CHNet digital laboratories


The CHNet digital laboratories of the network, currently being implemented, are under the responsibility of CNAF, the national center for information and communication technologies of INFN. In addition to creating a storage environment for the data obtained from the measurement campaigns, the DHLab portal allows image analysis (visualization of the optical image and analysis of X-ray Fluorescence maps and related spectra) and management of the data acquired in Accelerator Mass Spectrometry (AMS) measurements.

When fully operational, all the data acquired by the CHNet laboratories, integrated with the observations of the humanist specialists, will be organized in an online repository that will be able to be consulted by all the network partners.



It consists of a web platform for the assisted generation of metadata and a server service for the persistent storage of scientific data and their metadata. The objective is to offer a cloud environment equipped with a multitude of web applications for storing (meta)data and using them, in light of the FAIR principles; in particular, the idea is to allow researchers to store raw data, processed data, results, documentation and article preprints together on the cloud, with a set of metadata based on a common and shared ontology, CRMhs.

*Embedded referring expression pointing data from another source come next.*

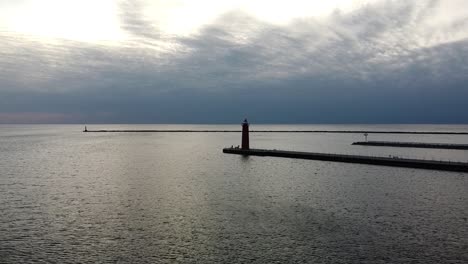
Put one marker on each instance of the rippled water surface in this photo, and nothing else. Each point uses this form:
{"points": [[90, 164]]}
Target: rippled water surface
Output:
{"points": [[73, 197]]}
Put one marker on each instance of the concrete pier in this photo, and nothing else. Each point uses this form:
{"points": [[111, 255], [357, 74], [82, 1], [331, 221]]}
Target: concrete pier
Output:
{"points": [[412, 145], [394, 162], [275, 131]]}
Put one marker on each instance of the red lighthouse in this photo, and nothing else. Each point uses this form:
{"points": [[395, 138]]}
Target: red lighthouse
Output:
{"points": [[245, 134]]}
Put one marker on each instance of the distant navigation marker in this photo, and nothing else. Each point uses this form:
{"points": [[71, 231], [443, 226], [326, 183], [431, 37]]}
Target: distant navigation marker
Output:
{"points": [[245, 134]]}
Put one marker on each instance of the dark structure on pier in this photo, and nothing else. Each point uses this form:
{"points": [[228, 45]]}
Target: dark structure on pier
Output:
{"points": [[245, 135], [391, 161]]}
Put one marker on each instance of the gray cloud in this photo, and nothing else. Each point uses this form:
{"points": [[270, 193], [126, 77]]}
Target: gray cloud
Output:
{"points": [[379, 64]]}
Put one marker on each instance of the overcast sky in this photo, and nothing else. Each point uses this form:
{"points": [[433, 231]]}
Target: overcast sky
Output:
{"points": [[212, 61]]}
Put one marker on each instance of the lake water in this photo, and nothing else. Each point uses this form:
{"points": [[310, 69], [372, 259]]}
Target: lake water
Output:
{"points": [[73, 197]]}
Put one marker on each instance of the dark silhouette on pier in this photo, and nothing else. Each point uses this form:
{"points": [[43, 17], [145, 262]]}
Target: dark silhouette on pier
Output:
{"points": [[245, 135], [391, 161], [275, 131]]}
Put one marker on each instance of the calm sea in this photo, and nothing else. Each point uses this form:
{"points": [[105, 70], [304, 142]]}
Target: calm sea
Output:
{"points": [[73, 197]]}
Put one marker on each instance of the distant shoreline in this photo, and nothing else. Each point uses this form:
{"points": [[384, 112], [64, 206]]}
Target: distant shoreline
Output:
{"points": [[282, 131]]}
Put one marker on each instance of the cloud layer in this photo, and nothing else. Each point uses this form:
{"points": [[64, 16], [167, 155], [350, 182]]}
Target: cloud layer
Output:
{"points": [[386, 62]]}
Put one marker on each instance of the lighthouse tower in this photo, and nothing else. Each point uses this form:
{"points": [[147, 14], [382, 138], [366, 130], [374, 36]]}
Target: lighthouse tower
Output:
{"points": [[245, 134]]}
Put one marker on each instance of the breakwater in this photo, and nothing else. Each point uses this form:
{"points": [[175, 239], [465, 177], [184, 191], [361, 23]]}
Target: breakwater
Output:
{"points": [[412, 145], [391, 161], [280, 131]]}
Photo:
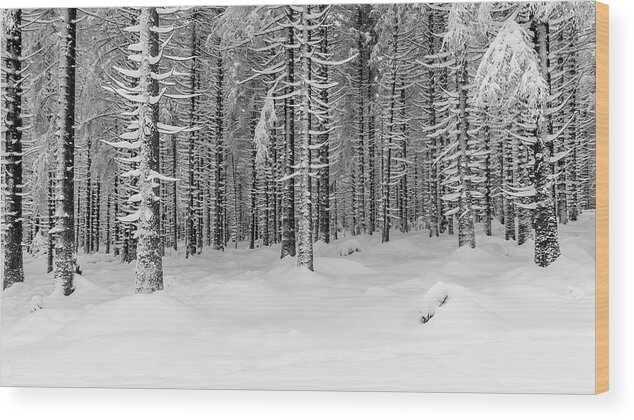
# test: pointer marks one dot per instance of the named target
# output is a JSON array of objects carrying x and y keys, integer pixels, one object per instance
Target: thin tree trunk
[
  {"x": 288, "y": 205},
  {"x": 546, "y": 236},
  {"x": 12, "y": 153},
  {"x": 65, "y": 194},
  {"x": 149, "y": 268}
]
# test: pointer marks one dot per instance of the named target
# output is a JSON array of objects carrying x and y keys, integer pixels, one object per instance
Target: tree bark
[
  {"x": 12, "y": 141},
  {"x": 65, "y": 194}
]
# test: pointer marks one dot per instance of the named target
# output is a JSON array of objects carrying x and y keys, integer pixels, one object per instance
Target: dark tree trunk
[
  {"x": 288, "y": 205},
  {"x": 149, "y": 268},
  {"x": 65, "y": 194},
  {"x": 546, "y": 236},
  {"x": 12, "y": 142}
]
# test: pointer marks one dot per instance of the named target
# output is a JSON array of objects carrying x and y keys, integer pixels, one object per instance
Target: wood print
[{"x": 360, "y": 197}]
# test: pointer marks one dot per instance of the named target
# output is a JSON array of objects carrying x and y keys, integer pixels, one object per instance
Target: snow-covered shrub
[
  {"x": 39, "y": 245},
  {"x": 435, "y": 297},
  {"x": 348, "y": 247},
  {"x": 37, "y": 303},
  {"x": 420, "y": 223}
]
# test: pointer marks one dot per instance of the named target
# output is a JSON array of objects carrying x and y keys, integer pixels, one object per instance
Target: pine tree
[
  {"x": 12, "y": 147},
  {"x": 65, "y": 177}
]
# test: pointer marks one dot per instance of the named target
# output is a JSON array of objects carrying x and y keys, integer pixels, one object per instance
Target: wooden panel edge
[{"x": 602, "y": 201}]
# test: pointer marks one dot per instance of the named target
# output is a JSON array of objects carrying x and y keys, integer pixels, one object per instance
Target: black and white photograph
[{"x": 343, "y": 197}]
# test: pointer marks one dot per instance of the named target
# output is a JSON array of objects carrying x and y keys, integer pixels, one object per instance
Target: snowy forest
[
  {"x": 138, "y": 131},
  {"x": 349, "y": 197}
]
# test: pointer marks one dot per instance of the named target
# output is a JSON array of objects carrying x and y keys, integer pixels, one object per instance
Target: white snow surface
[
  {"x": 348, "y": 247},
  {"x": 246, "y": 319},
  {"x": 435, "y": 297}
]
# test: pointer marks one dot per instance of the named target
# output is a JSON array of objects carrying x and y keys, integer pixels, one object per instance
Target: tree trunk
[
  {"x": 220, "y": 179},
  {"x": 305, "y": 242},
  {"x": 324, "y": 153},
  {"x": 546, "y": 236},
  {"x": 12, "y": 153},
  {"x": 288, "y": 205},
  {"x": 149, "y": 268},
  {"x": 466, "y": 227},
  {"x": 65, "y": 194}
]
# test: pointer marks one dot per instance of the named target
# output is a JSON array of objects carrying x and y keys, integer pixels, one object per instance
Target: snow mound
[
  {"x": 348, "y": 247},
  {"x": 435, "y": 297},
  {"x": 37, "y": 303},
  {"x": 133, "y": 314}
]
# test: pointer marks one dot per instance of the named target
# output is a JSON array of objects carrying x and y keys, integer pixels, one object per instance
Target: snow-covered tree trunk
[
  {"x": 546, "y": 233},
  {"x": 220, "y": 179},
  {"x": 466, "y": 227},
  {"x": 324, "y": 152},
  {"x": 65, "y": 193},
  {"x": 88, "y": 201},
  {"x": 288, "y": 203},
  {"x": 304, "y": 237},
  {"x": 12, "y": 145},
  {"x": 51, "y": 221},
  {"x": 149, "y": 268},
  {"x": 192, "y": 142}
]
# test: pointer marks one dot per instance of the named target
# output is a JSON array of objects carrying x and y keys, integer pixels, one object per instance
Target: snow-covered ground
[{"x": 246, "y": 319}]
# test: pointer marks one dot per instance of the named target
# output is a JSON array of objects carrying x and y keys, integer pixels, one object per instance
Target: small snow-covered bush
[
  {"x": 37, "y": 303},
  {"x": 435, "y": 297},
  {"x": 348, "y": 247}
]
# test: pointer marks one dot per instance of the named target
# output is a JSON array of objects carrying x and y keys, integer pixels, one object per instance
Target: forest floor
[{"x": 246, "y": 319}]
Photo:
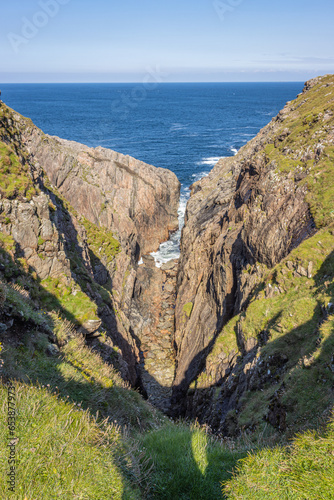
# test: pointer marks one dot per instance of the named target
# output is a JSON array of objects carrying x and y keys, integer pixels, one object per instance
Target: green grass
[
  {"x": 77, "y": 374},
  {"x": 101, "y": 242},
  {"x": 62, "y": 451},
  {"x": 303, "y": 471},
  {"x": 15, "y": 180},
  {"x": 188, "y": 463},
  {"x": 307, "y": 129},
  {"x": 296, "y": 328},
  {"x": 76, "y": 306}
]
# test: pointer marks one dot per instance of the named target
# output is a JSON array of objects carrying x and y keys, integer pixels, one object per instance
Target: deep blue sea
[{"x": 185, "y": 127}]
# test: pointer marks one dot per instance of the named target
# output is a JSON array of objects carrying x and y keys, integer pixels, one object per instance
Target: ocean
[{"x": 185, "y": 127}]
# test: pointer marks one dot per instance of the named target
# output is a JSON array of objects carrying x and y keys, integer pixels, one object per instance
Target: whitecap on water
[
  {"x": 171, "y": 249},
  {"x": 212, "y": 160}
]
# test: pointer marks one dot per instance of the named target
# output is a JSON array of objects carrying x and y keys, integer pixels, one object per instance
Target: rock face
[
  {"x": 152, "y": 321},
  {"x": 90, "y": 215},
  {"x": 245, "y": 217},
  {"x": 136, "y": 201},
  {"x": 94, "y": 212}
]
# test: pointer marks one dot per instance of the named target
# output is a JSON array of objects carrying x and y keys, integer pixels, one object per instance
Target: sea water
[{"x": 185, "y": 127}]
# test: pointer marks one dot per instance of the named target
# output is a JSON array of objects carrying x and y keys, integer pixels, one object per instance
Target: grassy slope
[
  {"x": 298, "y": 321},
  {"x": 68, "y": 451},
  {"x": 303, "y": 471}
]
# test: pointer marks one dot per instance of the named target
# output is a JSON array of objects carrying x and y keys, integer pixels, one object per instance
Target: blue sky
[{"x": 171, "y": 40}]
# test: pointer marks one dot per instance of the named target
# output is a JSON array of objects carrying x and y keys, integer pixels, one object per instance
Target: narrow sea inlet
[{"x": 185, "y": 127}]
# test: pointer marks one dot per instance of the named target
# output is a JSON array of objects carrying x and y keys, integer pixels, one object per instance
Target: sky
[{"x": 165, "y": 40}]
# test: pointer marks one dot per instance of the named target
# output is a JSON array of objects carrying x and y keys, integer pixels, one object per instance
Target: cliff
[
  {"x": 230, "y": 332},
  {"x": 253, "y": 232},
  {"x": 79, "y": 219}
]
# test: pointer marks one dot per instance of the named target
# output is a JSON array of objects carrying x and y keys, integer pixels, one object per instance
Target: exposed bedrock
[
  {"x": 152, "y": 322},
  {"x": 248, "y": 214}
]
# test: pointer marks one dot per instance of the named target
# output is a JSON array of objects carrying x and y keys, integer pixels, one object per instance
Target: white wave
[
  {"x": 177, "y": 126},
  {"x": 212, "y": 160},
  {"x": 198, "y": 177},
  {"x": 171, "y": 249}
]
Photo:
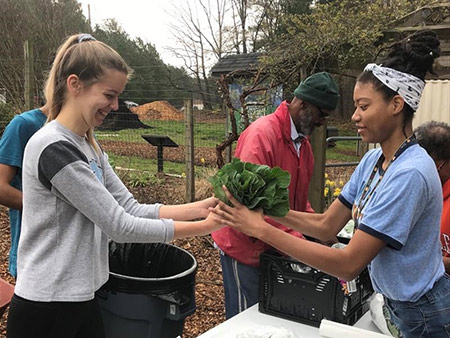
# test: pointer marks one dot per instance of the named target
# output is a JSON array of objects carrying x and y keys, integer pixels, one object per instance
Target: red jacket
[
  {"x": 445, "y": 220},
  {"x": 268, "y": 141}
]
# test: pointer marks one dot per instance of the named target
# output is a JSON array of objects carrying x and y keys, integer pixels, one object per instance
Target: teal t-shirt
[
  {"x": 404, "y": 211},
  {"x": 12, "y": 146}
]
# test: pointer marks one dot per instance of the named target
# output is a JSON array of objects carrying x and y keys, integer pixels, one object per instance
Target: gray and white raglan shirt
[{"x": 72, "y": 203}]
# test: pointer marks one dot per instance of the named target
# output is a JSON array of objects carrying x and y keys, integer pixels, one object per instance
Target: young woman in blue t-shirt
[{"x": 394, "y": 196}]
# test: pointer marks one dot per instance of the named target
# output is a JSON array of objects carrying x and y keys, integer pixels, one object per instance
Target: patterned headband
[
  {"x": 408, "y": 86},
  {"x": 85, "y": 37}
]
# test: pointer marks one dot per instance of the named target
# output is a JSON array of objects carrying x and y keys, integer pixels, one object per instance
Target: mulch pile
[
  {"x": 158, "y": 110},
  {"x": 209, "y": 290}
]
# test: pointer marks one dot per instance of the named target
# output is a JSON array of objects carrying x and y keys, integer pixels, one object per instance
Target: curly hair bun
[{"x": 415, "y": 54}]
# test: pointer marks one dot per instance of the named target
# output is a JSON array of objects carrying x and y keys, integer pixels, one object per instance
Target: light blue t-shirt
[
  {"x": 12, "y": 146},
  {"x": 404, "y": 211}
]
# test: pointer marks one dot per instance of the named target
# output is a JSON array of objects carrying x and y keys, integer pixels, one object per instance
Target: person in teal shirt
[{"x": 12, "y": 146}]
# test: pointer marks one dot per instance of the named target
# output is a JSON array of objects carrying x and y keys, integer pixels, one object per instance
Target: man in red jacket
[
  {"x": 280, "y": 140},
  {"x": 434, "y": 137}
]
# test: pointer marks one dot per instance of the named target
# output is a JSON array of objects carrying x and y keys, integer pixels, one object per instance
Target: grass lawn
[{"x": 205, "y": 134}]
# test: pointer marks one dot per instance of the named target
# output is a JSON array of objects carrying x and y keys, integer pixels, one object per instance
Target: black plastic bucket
[{"x": 150, "y": 291}]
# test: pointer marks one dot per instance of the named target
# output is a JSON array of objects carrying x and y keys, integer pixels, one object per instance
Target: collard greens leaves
[{"x": 254, "y": 185}]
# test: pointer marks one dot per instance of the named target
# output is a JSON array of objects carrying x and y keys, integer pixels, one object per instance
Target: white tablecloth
[{"x": 252, "y": 318}]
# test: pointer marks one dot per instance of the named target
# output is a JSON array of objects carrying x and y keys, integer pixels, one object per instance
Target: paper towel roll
[{"x": 332, "y": 329}]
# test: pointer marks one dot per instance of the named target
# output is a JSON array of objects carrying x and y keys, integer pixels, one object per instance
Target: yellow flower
[{"x": 336, "y": 193}]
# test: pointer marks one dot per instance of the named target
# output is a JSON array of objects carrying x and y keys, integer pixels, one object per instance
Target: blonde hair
[{"x": 88, "y": 59}]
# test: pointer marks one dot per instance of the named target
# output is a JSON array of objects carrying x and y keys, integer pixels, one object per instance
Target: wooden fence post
[
  {"x": 228, "y": 150},
  {"x": 29, "y": 75},
  {"x": 189, "y": 150},
  {"x": 317, "y": 184}
]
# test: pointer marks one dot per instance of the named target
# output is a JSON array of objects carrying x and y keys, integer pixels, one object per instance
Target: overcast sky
[{"x": 147, "y": 19}]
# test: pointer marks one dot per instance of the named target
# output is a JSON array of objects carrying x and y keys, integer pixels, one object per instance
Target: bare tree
[{"x": 200, "y": 39}]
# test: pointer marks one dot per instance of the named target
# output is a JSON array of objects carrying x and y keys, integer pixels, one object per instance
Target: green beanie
[{"x": 319, "y": 89}]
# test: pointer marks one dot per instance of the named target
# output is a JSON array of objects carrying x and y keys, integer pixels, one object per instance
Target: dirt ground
[{"x": 209, "y": 289}]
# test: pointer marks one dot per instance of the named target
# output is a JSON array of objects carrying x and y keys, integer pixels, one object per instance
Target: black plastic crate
[{"x": 295, "y": 291}]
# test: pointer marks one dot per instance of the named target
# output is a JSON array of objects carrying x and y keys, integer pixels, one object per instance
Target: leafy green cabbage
[{"x": 254, "y": 185}]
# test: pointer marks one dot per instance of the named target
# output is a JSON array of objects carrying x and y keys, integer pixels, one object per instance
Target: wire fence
[{"x": 125, "y": 134}]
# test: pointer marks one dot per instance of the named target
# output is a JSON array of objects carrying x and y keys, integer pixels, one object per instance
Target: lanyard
[{"x": 367, "y": 193}]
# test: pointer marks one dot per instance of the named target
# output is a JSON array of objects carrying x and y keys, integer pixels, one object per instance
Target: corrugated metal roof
[
  {"x": 435, "y": 103},
  {"x": 246, "y": 62}
]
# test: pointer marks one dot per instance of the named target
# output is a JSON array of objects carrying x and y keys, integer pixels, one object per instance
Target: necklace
[{"x": 367, "y": 193}]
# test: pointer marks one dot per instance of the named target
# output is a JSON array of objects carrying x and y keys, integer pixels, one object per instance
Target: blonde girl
[{"x": 73, "y": 202}]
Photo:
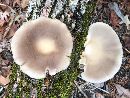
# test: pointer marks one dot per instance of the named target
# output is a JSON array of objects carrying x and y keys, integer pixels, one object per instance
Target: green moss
[{"x": 63, "y": 81}]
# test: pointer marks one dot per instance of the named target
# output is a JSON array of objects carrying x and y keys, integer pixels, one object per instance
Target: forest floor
[{"x": 113, "y": 12}]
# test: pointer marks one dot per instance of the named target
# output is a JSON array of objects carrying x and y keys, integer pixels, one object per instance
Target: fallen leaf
[
  {"x": 24, "y": 3},
  {"x": 98, "y": 95},
  {"x": 114, "y": 19},
  {"x": 3, "y": 80}
]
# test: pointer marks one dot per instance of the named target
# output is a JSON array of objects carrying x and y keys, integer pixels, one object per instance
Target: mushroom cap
[
  {"x": 103, "y": 53},
  {"x": 40, "y": 45}
]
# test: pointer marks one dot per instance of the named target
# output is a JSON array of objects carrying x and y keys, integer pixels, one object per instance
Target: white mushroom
[
  {"x": 103, "y": 54},
  {"x": 40, "y": 45}
]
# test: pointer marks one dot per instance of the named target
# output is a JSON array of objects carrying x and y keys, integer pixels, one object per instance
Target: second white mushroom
[{"x": 103, "y": 53}]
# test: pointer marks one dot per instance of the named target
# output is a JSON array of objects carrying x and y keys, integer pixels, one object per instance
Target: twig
[
  {"x": 80, "y": 89},
  {"x": 96, "y": 87}
]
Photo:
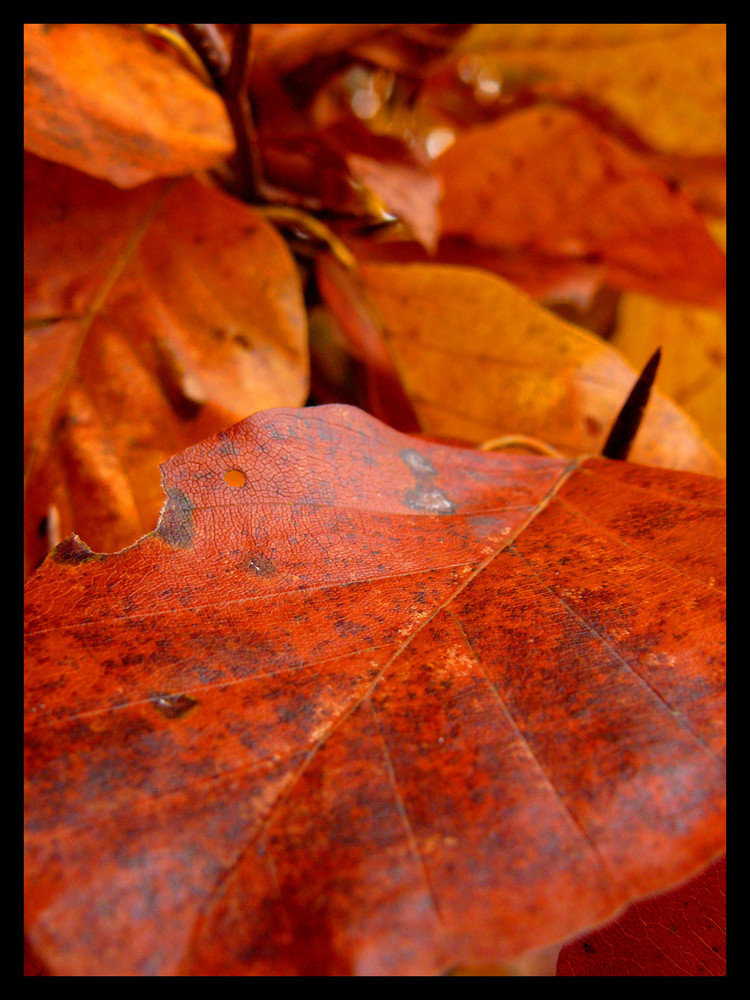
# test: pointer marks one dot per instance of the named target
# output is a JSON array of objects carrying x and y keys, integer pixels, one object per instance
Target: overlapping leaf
[
  {"x": 546, "y": 181},
  {"x": 154, "y": 317},
  {"x": 103, "y": 99},
  {"x": 478, "y": 359},
  {"x": 362, "y": 704}
]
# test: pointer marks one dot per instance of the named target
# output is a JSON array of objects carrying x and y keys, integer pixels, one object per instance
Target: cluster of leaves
[{"x": 468, "y": 232}]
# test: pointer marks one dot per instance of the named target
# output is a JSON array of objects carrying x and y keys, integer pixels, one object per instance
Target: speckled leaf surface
[{"x": 363, "y": 704}]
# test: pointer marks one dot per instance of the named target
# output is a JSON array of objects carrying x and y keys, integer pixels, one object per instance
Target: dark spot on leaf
[
  {"x": 426, "y": 497},
  {"x": 174, "y": 706},
  {"x": 430, "y": 500},
  {"x": 417, "y": 462},
  {"x": 176, "y": 526},
  {"x": 259, "y": 564},
  {"x": 73, "y": 550}
]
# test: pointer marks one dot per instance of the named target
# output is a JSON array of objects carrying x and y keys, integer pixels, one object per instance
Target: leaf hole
[{"x": 235, "y": 478}]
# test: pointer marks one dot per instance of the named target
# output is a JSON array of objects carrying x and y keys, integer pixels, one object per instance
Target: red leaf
[
  {"x": 364, "y": 704},
  {"x": 101, "y": 98}
]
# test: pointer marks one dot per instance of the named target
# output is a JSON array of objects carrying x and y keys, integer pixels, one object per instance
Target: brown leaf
[
  {"x": 477, "y": 358},
  {"x": 666, "y": 82},
  {"x": 388, "y": 707},
  {"x": 101, "y": 98},
  {"x": 546, "y": 181},
  {"x": 154, "y": 317}
]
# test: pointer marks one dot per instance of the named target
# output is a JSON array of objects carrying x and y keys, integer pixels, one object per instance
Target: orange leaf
[
  {"x": 386, "y": 708},
  {"x": 101, "y": 98},
  {"x": 154, "y": 317},
  {"x": 546, "y": 181},
  {"x": 477, "y": 358}
]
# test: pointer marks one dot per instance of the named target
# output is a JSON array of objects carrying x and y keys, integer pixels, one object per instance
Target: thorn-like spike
[{"x": 628, "y": 420}]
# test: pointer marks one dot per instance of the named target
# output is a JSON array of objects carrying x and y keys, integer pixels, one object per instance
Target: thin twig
[{"x": 521, "y": 441}]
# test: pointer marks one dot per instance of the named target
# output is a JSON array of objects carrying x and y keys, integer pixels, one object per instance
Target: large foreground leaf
[{"x": 364, "y": 704}]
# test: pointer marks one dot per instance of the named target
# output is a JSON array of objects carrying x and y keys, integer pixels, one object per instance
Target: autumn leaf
[
  {"x": 680, "y": 933},
  {"x": 664, "y": 82},
  {"x": 104, "y": 99},
  {"x": 154, "y": 317},
  {"x": 477, "y": 359},
  {"x": 365, "y": 704},
  {"x": 545, "y": 180}
]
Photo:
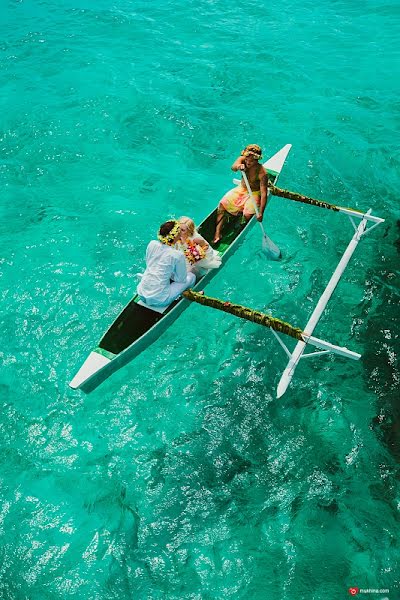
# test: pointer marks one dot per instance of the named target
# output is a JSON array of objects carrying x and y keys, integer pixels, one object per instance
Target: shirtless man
[{"x": 237, "y": 200}]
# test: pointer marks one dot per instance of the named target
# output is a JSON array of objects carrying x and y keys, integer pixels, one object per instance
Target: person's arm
[
  {"x": 180, "y": 272},
  {"x": 238, "y": 165},
  {"x": 264, "y": 192}
]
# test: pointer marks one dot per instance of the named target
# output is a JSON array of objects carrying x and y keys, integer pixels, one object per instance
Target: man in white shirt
[{"x": 166, "y": 276}]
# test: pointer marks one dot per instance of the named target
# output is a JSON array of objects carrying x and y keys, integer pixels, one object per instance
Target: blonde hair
[{"x": 189, "y": 224}]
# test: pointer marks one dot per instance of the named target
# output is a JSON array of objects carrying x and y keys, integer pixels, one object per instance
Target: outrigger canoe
[{"x": 138, "y": 326}]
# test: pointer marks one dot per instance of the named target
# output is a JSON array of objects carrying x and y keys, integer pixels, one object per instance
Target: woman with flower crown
[
  {"x": 200, "y": 257},
  {"x": 237, "y": 200},
  {"x": 166, "y": 275}
]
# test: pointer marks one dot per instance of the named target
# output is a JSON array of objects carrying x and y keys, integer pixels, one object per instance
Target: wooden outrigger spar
[
  {"x": 138, "y": 325},
  {"x": 298, "y": 352}
]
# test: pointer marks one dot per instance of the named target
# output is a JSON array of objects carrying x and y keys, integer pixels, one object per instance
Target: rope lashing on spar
[
  {"x": 275, "y": 191},
  {"x": 245, "y": 313}
]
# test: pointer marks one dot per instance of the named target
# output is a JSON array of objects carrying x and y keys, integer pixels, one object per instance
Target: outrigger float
[{"x": 138, "y": 326}]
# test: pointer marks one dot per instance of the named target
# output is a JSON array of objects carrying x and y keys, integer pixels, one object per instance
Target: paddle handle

It is a cloud-based natural language processing tool, intended for processing text reports. THESPIAN-NER can be used to automatically produce metadata from scientific reports and to generate queries to retrieve related records available in the CHNet database.

THESPIAN-NER is based on deep learning techniques and is a natural language processing (NLP) tool for automatic named entity recognition (NER). It allows users to automatically annotate archaeological and scientific documents written in Italian (.txt or .pdf files) by identifying and labeling relevant semantic entities in the text.


Web tool for macro-XRF analysis. It allows users to retrieve raw XRF data in HDF5 format from the server or import their own and recover both the histogram of XRF counts and the XRF image. These are shown in interactive graphs that allow users to easily interact with the data representation and modify it by acting on the various parameters.


Web tool for pre-analysis of AMS raw data.